# Problem with texet wireless usb



## scfmkurtis (Dec 8, 2013)

I have just bought a new texet 802.11n wireless usb dongle for my computer. It is compatible with my system (windows vista) but when i insert the disk to download the drivers, it keeps saying they weren't installed correctly thus not letting me use my internet dongle, it says it is an unknown device and that i should contact the manufacturer. I have all the disks and drivers but it will not complete downloading, any help please:banghead:


----------



## joeten (Dec 4, 2008)

Hi and welcome to TSF did you try getting the driver from here Software Downloads


----------



## scfmkurtis (Dec 8, 2013)

ho joeten and no i actually have the disk for it but it keeps saying it cant find the specific drivers and plus i have already downloaded it and it still aint working
p.s thanks for the warm welcome


----------



## joeten (Dec 4, 2008)

Hi are you able to browse the driver files or have you tried going to device manager and choosing to update driver see here Device Manager - Install Driver


----------



## scfmkurtis (Dec 8, 2013)

yes i have tried that it says, Drivers are up to date, have you got a skype name would be easier to communicate + this is really frustrating


----------



## joeten (Dec 4, 2008)

Hi no we only do things here in the thread please read the link in my last post you need to choose the second option to let you choose, step 8 on the link page you need to put the driver disc in the drive and navigate to it or copy it to your desktop and point windows to it


----------



## scfmkurtis (Dec 8, 2013)

ok will try that now.


----------



## scfmkurtis (Dec 8, 2013)

It has come up The best driver software for your device is already installed, windows has determined the driver software for your device is up too date. So why doesnt my computer know that i have the usb in ... hmm


----------



## joeten (Dec 4, 2008)

No you are not following the instructions you keep asking windows to up date the driver do not choose that there is another option see below 

Click Start
Start button
, right-click Computer, and then click Properties.
In the Tasks pane, click Device Manager.

User Account Control permission
If you are prompted for an administrator password or confirmation, type your password or click Continue.
In Device Manager, locate the device for which you want to install the driver.

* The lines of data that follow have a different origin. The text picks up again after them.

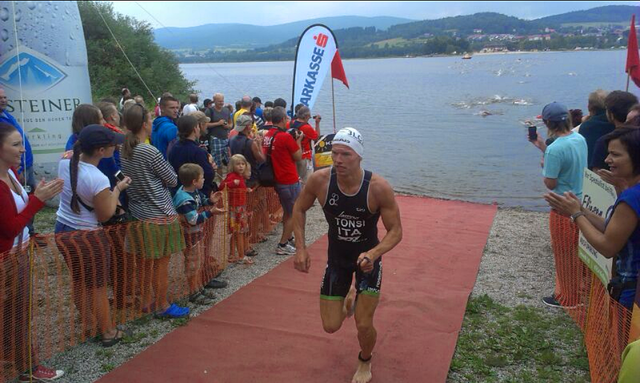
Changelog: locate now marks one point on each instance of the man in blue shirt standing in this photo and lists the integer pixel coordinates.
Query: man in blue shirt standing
(164, 127)
(563, 170)
(26, 163)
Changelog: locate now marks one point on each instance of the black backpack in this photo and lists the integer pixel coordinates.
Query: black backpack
(266, 177)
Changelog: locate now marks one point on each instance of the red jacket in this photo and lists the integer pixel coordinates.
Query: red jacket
(12, 223)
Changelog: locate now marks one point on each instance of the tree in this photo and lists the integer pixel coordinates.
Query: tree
(110, 71)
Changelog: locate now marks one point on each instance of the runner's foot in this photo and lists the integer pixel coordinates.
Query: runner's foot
(350, 302)
(363, 373)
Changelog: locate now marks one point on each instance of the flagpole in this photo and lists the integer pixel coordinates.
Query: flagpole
(333, 102)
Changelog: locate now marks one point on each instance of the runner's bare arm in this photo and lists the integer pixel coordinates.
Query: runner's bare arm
(303, 203)
(390, 213)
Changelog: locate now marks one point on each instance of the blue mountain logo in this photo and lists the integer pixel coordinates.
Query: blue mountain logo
(35, 73)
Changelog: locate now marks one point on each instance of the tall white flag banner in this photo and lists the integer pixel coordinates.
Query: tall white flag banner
(316, 48)
(598, 197)
(44, 71)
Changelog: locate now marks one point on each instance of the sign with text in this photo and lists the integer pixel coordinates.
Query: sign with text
(598, 197)
(316, 49)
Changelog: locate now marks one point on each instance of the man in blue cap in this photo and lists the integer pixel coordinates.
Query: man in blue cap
(562, 171)
(25, 171)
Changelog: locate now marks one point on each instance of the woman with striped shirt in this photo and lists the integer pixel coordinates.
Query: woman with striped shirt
(157, 236)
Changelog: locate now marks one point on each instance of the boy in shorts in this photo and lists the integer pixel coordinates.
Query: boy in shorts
(187, 201)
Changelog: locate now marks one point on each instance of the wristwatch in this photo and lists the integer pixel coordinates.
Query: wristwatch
(576, 215)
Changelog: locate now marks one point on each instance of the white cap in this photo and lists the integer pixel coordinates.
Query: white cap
(351, 138)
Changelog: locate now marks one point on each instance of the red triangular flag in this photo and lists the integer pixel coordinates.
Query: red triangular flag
(633, 62)
(337, 70)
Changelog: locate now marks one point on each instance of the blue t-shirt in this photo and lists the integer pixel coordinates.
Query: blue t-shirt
(628, 263)
(108, 166)
(565, 160)
(163, 132)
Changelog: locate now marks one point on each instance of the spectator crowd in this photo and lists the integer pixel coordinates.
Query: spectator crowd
(166, 171)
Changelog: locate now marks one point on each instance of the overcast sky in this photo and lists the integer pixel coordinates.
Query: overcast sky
(187, 13)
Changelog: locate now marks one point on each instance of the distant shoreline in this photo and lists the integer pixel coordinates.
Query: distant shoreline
(423, 56)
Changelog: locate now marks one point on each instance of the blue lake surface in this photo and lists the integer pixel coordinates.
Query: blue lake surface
(422, 118)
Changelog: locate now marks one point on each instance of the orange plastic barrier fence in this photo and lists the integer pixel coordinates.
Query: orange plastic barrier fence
(81, 284)
(604, 322)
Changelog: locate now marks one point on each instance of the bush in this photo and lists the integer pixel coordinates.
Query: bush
(109, 69)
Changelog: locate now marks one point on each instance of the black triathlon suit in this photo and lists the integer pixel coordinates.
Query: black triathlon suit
(353, 230)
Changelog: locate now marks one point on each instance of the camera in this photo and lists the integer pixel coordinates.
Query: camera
(295, 133)
(119, 175)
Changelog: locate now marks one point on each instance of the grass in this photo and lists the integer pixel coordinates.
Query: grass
(521, 344)
(597, 24)
(45, 220)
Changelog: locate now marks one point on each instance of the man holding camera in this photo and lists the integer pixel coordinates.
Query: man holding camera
(218, 131)
(303, 115)
(285, 151)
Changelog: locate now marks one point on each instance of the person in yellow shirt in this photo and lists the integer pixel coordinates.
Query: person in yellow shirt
(245, 107)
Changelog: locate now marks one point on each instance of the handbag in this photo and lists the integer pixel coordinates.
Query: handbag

Right-click the device, and then click Update Driver Software.
Click Browse my computer for driver software, click Let me pick from a list of device drivers on my computer, and then click Have Disk.
In the Install From Disk dialog box, click Browse, locate an .inf file for the device driver that you want to install, and then click Open.
Follow the steps in the Update Driver Software DeviceName dialog box to update the driver.

The third-party products that this article discusses are manufactured by companies that are independent of Microsoft. Microsoft makes no warranty, implied or otherwise, regarding the performance or reliability of these products.


----------



## scfmkurtis (Dec 8, 2013)

its saying the device is not digitally signed, ive just done everything i have told you too


----------



## joeten (Dec 4, 2008)

Ok there is a couple of suggestions here which you might look at How to Install & use unsigned drivers in Windows Vista/7 x64 - TechSpot Forums


----------



## scfmkurtis (Dec 8, 2013)

ok will try now cheers for the help bud :flowers:


----------



## joeten (Dec 4, 2008)

Hope it helps and your welcome


----------